It did. It's still happening.

Context here.

Now, in California, Human Trafficking law says:

[T]he peace officer shall consider whether the following indicators of human trafficking are present:
(a) Signs of trauma, fatigue, injury, or other evidence of poor
care.
(b) The person is withdrawn, afraid to talk, or his or her communication is censored by another person.
(c) The person does not have freedom of movement.
(d) The person lives and works in one place.
(e) The person owes a debt to his or her employer.
(f) Security measures are used to control who has contact with the person.
(g) The person does not have control over his or her own government-issued identification or over his or her worker immigration documents.

All of the above are true within the context mentioned.

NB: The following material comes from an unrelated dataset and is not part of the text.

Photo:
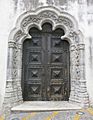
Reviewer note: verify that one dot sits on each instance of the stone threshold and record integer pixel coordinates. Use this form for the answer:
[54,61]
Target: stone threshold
[32,106]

Why is it not being prosecuted when it is known about and has been being documented for years?

Because it's a church.

Currently, we exempt churches from many of employment laws. It's in the law that churches are allowed to practice bigotry in hiring and employment that we do not permit the society at large (e.g., sexism in the hiring of clergy; I do have to concede that permitting churches to require that one be a member to work there in certain positions doesn't seem odious in context).

Churches did get exemptions on taxes, too. Originally, that was granted because churches were the safety net: the unwed mothers' home was often on church property as were orphanages. Feeding of the underprivileged was a church function.

Now, with so many denominations, many of which own no land at all (in the case of very small denominations that meet at community centers or hotel conference rooms), and many do no works of public benefit -- but still receive a pass on labor laws and taxes.

Current law in the US about trafficking in church cases was set by the Claire Headley ruling last year. I quote:

The Ministerial Exception Applies to Plaintiff's Trafficking Victims Protection Act Claim.

The Trafficking Victims Protection Act ("TVPA") prohibits, inter alia, knowingly obtaining the labor or services of a person by means of force, threats of force, physical restraint or threats of physical restraint to that person or another person. 18 U.S.C. § 1589(a)(1). A victim of a violation of the TVPA may bring a civil action against the perpetrator.

Defendants [Scientology, in this case] argue that this claim fails because of the First Amendment's ministerial exception. The Court agrees.

[...]

Determining whether Scientology's practices of routing out, censorship, or heavy manual labor as a form of discipline, for example, constitute involuntary servitude within the meaning of the TVPA is precisely the type of entanglement that the Religion Clauses prohibit.

Claire was sixteen when she started in the Sea Org.

All sex traffickers need to do is become a "religion" and exploitation becomes, per that ruling, constitutionally protected.